Le cumin, une note à apprivoiser
* Article enrichi
Il peut piquer un peu, déplaire aussi ou évoquer des effluves de cuisine mais force m’est de constater que le cumin, que je n’aimais pas du tout lorsque j’ai commencé à exercer un peu mon nez, est une épice que les parfumeurs aiment à utiliser. Je pense à Edmond Roudnitska pour qui il était une note de prédilection mais également à d’autres, plus près de nous comme Marc-Antoine Corticchiato, Francis Kurkdjian et, bien évidemment Jean-Claude Ellena qui l’ont mise en valeur. Je dois dire que je suis parfois un peu dubitatif lorsque je la sens en tête mais, lorsqu’elle est travaillée de belle manière, elle prend toute sa place. J’ai choisi cinq parfums dans laquelle la note est particulièrement mise en valeur et je dois dire que j’ai pris un petit plaisir presque coupable à les redécouvrir.

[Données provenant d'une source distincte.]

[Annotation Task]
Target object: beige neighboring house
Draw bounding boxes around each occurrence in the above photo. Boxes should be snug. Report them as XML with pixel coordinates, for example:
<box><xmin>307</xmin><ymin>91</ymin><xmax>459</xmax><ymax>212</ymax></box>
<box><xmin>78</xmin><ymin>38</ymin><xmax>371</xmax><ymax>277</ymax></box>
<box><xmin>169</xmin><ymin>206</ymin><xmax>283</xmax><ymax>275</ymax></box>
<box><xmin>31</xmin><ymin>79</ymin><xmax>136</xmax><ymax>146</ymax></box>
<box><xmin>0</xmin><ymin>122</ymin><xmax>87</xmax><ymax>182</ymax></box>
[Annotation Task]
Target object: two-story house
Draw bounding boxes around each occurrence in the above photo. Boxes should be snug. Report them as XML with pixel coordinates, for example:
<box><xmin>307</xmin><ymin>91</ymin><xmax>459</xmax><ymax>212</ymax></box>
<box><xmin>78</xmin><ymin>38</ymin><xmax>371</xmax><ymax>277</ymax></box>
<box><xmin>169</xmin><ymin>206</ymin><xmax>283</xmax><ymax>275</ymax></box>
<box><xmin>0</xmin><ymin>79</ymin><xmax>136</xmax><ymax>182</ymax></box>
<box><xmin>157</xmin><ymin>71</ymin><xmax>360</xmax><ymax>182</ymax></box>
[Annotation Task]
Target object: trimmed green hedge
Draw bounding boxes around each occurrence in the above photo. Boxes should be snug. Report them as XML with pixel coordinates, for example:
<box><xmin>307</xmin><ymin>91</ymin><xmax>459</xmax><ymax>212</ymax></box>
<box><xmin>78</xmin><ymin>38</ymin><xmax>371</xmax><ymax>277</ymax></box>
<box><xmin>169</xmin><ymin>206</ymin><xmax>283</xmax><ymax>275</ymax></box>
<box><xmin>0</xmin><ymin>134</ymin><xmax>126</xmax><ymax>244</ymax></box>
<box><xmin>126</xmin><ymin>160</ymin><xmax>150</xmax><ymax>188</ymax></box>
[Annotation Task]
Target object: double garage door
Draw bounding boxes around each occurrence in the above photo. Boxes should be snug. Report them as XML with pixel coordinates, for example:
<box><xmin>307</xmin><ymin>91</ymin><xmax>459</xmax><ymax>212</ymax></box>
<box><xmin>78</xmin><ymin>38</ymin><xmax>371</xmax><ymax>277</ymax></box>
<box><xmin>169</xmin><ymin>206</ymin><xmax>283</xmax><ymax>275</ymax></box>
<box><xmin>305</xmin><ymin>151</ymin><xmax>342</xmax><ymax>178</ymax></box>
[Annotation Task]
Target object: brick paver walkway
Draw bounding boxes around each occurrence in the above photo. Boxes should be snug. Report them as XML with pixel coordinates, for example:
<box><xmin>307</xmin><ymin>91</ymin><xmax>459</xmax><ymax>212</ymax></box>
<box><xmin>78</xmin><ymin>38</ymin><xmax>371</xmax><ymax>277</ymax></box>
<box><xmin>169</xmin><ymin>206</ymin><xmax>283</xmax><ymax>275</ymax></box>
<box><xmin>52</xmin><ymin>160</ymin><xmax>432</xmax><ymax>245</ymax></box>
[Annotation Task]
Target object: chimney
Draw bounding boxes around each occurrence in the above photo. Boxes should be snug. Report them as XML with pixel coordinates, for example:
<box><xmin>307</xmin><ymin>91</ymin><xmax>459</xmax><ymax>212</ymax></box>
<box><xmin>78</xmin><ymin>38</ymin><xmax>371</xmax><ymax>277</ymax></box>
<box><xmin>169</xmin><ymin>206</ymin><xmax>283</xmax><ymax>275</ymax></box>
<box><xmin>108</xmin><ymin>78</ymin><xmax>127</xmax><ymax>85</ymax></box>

C’est avec « Aziyadé » créé par Marc-Antoine Corticchiato en 2008 cette note dominante. Le parfumeur décrit ainsi cette création singulière : « Oriental, épicé et fruité, Aziyadé s’ouvre sur un accord grenade détonnant puis délivre les notes liquoreuses des dattes confites, des oranges et des pruneaux. Ses épices aphrodisiaques nous plongent au cœur de nuits orientales où les larmes d’encens se mêlent aux muscs, au ciste et à la caroube. Création excessive et charnelle, Aziyadé ruisselle de sensualité ». Après une envolée d’amande douce, de prune confite, de date et de grenade associée à l’orange amère, le coeur de ce parfum est très épicé. Cannelle, cardamome, gingembre et carvi se groupent autour du cumin pour nous emmener dans un univers d’oasis dans le désert. Le fond d’encens, de ciste, de tabac et de patchouli est légèrement vanillé. Audacieux, presque étrange, « Aziyadé » n’est pas le parfum de tout le monde et je ne le trouve pas forcément facile à s’approprier pourtant je l’ai porté et j’ai bien aimé. Je m’étais vu offrir une miniature il y a quelques années. Au premier abord, j’ai cru ne jamais pouvoir le porter et pourtant j’ai trouvé qu’il ne m’allait pas si mal que ça.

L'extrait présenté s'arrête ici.